Die Kinderarmut in Deutschland wächst immer weiter. Um dieses Gesellschaftsproblem in den Griff zu bekommen, denkt Arbeitsminister Müntefering u.a. an einen höheren Regelsatz für Kinder von Hartz-IV-Empfängern – unter gewissen Voraussetzungen.
Z.Z. werden die Anpassungsmechanismen für das Arbeitslosengeld II (ALG II) überprüft. Würde das Ergebnis lauten: „Wir müssten die Eckregelsätze für Kinder erhöhen, um 10 Euro bei den unter 14- oder 15-Jährigen, dann wären das etwa 500 Mio. Euro“, erklärte der Bundesarbeitsminister .

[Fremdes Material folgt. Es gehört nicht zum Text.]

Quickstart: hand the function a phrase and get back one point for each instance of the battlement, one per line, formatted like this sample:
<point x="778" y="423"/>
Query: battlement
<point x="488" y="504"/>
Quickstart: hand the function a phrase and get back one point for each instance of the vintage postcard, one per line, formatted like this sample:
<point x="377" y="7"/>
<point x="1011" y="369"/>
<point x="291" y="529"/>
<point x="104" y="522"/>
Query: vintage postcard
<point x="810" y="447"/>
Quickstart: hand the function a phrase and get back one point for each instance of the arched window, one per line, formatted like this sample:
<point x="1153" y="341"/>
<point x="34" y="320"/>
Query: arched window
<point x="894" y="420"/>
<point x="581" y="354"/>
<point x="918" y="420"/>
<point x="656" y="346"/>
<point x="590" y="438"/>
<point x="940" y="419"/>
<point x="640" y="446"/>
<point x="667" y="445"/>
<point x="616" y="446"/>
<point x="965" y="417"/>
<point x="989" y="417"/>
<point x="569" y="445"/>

Bis November 2007 will Müntefering prüfen, ob angesichts des Preisanstiegs bei Lebensmitteln der Hartz-IV-Regelsatz angehoben werden muss. Der Arbeitsminister koppelt eine mögliche Erhöhung des Hartz IV Regelsatzes jedoch an die Einführung eines generellen Mindestlohns. Hintergrund: es soll vermieden werden, dass noch mehr Geringverdiener einen Anspruch auf Hartz-IV-Leistungen haben.

Müntefering gab Eckpunkte für die Erhöhung des Regelsatzes für Kinder vor: es muss sicher sein, dass das Geld bei den Kindern so ankomme, „dass sie das haben, was sie haben müssten“, erklärte Müntefering. Es sei für die Kinder insbesondere eine preisgünstige und gesunde Ernährung notwendig. Die evt. Erhöhung müsse in ein Gesamtkonzept zur Bekämpfung Kinderarmut eingestellt werden.

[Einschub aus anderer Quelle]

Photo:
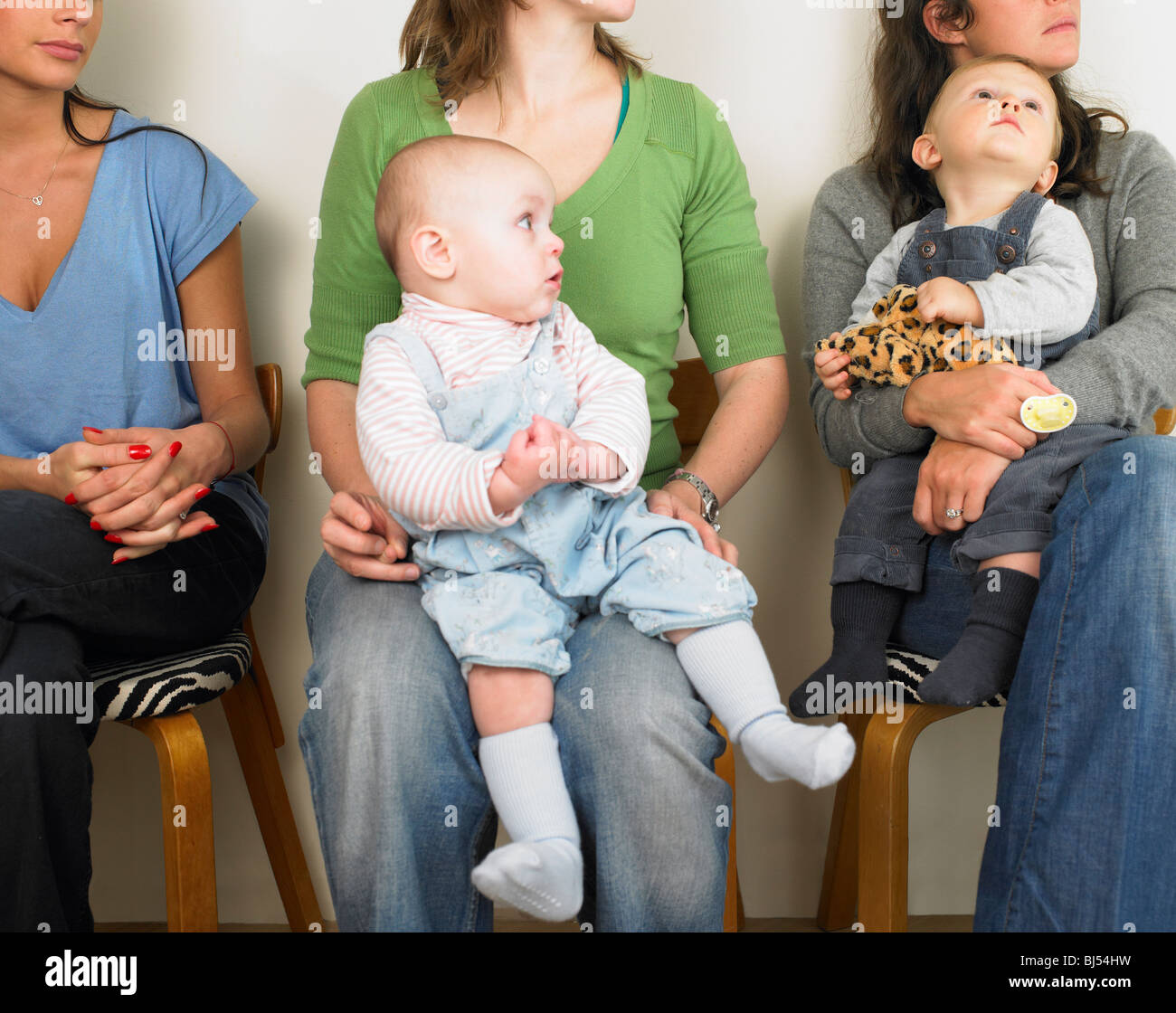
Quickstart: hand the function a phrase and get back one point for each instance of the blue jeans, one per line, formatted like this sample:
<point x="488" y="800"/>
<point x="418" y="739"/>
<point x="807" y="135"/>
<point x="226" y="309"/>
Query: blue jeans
<point x="1086" y="777"/>
<point x="401" y="805"/>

Die steigende Zahl der armen Kinder ist“eines der beschämendsten Probleme in unserem Land“, so die Bundesfamilienministerin Ursula von der Leyen (CDU). Sie verhandelt derzeit mit Müntefering (SPD) über eine Reform des Kinderzuschlages.
Aktuell erhalten nur 124.000 Empfänger den Kinderzuschlag, der sich auf 140 Euro monatlich beläuft. Die Familienministerin möchte den Berechtigtenkreis auf 500.000 ausdehnen. Der Kinderzuschlag ist für Familien gedacht, die wegen ihrer Kinder sonst zu Hartz 4 Beziehern werden würden.

Als Erfolg bezeichnete die Familienministerin die Einführung des Elterngeldes. Dieses werde inzwischen von fast jede Familie beantragt. Das Elterngeld sei ein weiterer Schritt im Kampf gegen Kinderarmut. Der Anteil der Väter, die eine berufliche Auszeit nehmen und sich auf das Elterngeld stützen, habe sich von 3,5 % auf inzwischen 8,5 % erhöht. Die Tendens sei weiter wachsend. Ein weitere Schritt zur Bekämpfung der Kinderarmut sei auch der bereits beschlossene Ausbau der Kinderbetreuung.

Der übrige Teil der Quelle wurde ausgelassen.